- Theatrical release poster
- Directed by: Vishnu Dev
- Written by: Shersha Sherief
- Produced by: Srujan Yarabolu; Sadhik Sheikh;
- Starring: Gouri G. Kishan; Shersha Sherief;
- Cinematography: Luke Jose
- Edited by: Sangeeth Prathap
- Music by: Govind Vasantha
- Production company: S Originals
- Distributed by: Capital Cinemas
- Release date: 13 October 2023;
- Running time: 126 minutes
- Country: India
- Language: Malayalam

= Little Miss Rawther =

2023 Indian romantic drama film

Little Miss Rawther is a 2023 Indian Malayalam-language musical romantic drama film directed by Vishnu Dev (in his directorial debut) from a screenplay written by Shersha Sherief. The film follows the love relationship between Naina Rawther (Gouri G. Kishan), a short woman, and Abhijith Chandradas (Shersha Sherief), a tall man.

Principal photography began in October 2022. The shooting took place in and around Kochi and Thiruvananthapuram. The music and background score was composed by Govind Vasantha. Little Miss Rawther was released in theatres on 13 October 2023.

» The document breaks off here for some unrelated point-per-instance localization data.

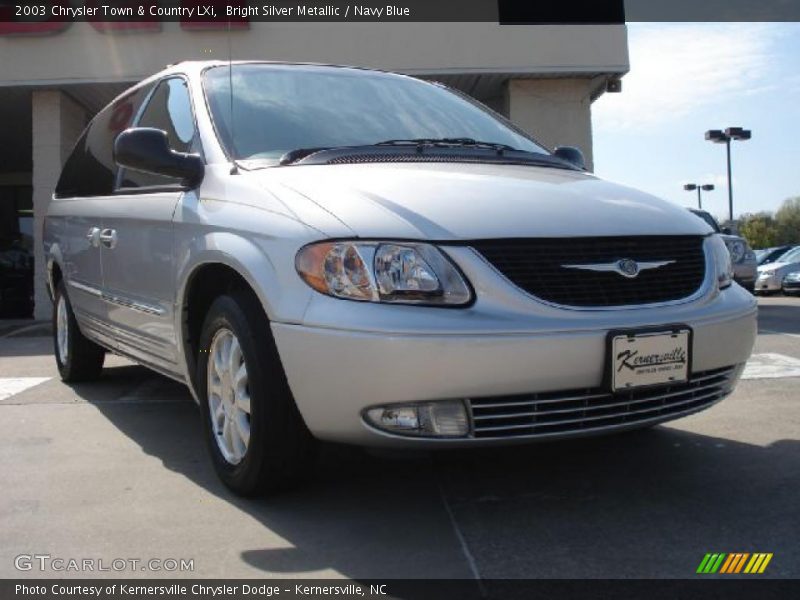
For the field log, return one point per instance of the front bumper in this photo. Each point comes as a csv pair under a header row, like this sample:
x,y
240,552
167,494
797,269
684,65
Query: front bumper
x,y
791,287
336,373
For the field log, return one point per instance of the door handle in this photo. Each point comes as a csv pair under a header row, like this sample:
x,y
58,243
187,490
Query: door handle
x,y
94,237
108,237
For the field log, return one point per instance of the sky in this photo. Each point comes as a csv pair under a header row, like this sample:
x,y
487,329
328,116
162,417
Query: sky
x,y
686,78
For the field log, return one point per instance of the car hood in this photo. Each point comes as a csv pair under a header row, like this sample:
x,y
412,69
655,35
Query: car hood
x,y
449,201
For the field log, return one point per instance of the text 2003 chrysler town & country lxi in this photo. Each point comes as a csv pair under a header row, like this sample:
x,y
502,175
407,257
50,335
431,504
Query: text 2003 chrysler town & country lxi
x,y
341,254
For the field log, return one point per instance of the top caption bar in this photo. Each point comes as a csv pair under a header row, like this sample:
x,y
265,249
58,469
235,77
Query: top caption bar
x,y
214,13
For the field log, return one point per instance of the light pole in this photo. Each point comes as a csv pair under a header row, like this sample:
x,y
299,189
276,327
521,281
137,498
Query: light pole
x,y
724,137
706,187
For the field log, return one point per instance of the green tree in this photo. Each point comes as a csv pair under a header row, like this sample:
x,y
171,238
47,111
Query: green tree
x,y
760,230
787,220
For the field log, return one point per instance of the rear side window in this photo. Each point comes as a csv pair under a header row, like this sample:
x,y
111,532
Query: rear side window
x,y
169,109
90,169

Sangeeth Prathap was awarded the Best Editor Award at the 54th Kerala State Film Awards announced on 16 August 2024.

== Premise ==
Naina Rawther is a modern-day successful young woman, born to an upper-middle class Muslim family. Her family was very orthodox, a patriarchal father and an over-dramatic mother. She was suffering from OCD problems. Meanwhile, Abhijit, her college boyfriend is seen going through a very tough phase in his life, owing to his sinking film career. Unable to bear the fact that Naina is getting married, he calls his college best friend Arun Kaliyikka for a company and gets completely drunk. This is when Naina who gets cold-feet about marrying Shafeek, calls Abhijit who is drunk, for some life perspective on the wedding eve. After the conversation that happened between them, Naina reconsider her decision to marry and decides to run away with Abhijit.

== Production ==
The title of the film was officially announced on 7 October 2022. The first look poster was released on 12 October 2022. The film is co-produced by Srujan Yarabolu and Sadhik Sheikh under the banner of S Originals. Shersha Sherief, who acted in Nizhal (2021) and Hridayam (2022), made his debut as a lead actor and writer. The film also marks the directorial debut of Vishnu Dev.

=== Filming ===
The makers started the principal photography on 26 October 2022 with the switch-on ceremony and completed it on 2 March 2023. It took 37 days to complete the shoot in 3 different schedules. The major shooting was completed in Thiruvananthapuram and Kochi, Kerala. The post-production of the film started in April 2023.

== Music ==
The original background score and songs were composed by Govind Vasantha. The song "Chikki Chikki" was released on 12 May 2023, sung by Benny Dayal. The vocals for the second song "Ra Ra Rajasika" were given by Sithara. The music rights were obtained by Wonderwall Media Network.

Track listing
| No. | Title | Lyrics | Singer(s) | Length |
|---|---|---|---|---|
| 1. | "Tharame Tharame" | Titto P. Thankachen | Govind Vasantha | 2:26 |
| 2. | "Pyaare Pyaare" | Titto P. Thankachen | Govind Vasantha | 3:20 |
| 3. | "Chikki Chikki" | Titto P. Thankachen | Benny Dayal | 1:47 |
| 4. | "Snehadweepile" | Anwar Ali | Pradeep Kumar Chinmayi Sripaada | 3:25 |
| 5. | "Ra Ra Rajasika" | Titto P. Thankachen | Sithara | 2:50 |
| Total length: |  |  |  | 12:68 |

== Release ==
Little Miss Rawther was given a U/A certificate by the Central Board of Film Certification. The film was initially scheduled to release on 6 October 2023. There were reports that the film would release on 12 October 2023. The official trailer was unveiled by Dulquer Salmaan, Manju Warrier, and Vineeth Sreenivasan. Director Vishnu Dev and lead actress Gouri G. Kishan announced the release date of the film through their social media handles.

==Awards and nominations==

| Year | Award | Category | Recipient | Result | Ref. |
|---|---|---|---|---|---|
| 2023 | Kerala State Film Awards | Best Editor | Sangeeth Prathap | Won |  |
| 2024 | SIIMA Awards | Best Male Debut (Malayalam) | Shersha Sherief | Nominated |  |

== Reception ==
=== Critical response ===
Sruthi Ganapathy Raman of Film Companion wrote, "Vishnu Dev's Little Miss Rawther has a sharp, distinctive way in which it sets up characters. The modern romance piece does explore the opposites attract quandary." Arunima Krishnan of Malayala Manorama praised the score and wrote, "With beautiful songs and accompanying visual charm, the film is sure to win campus minds."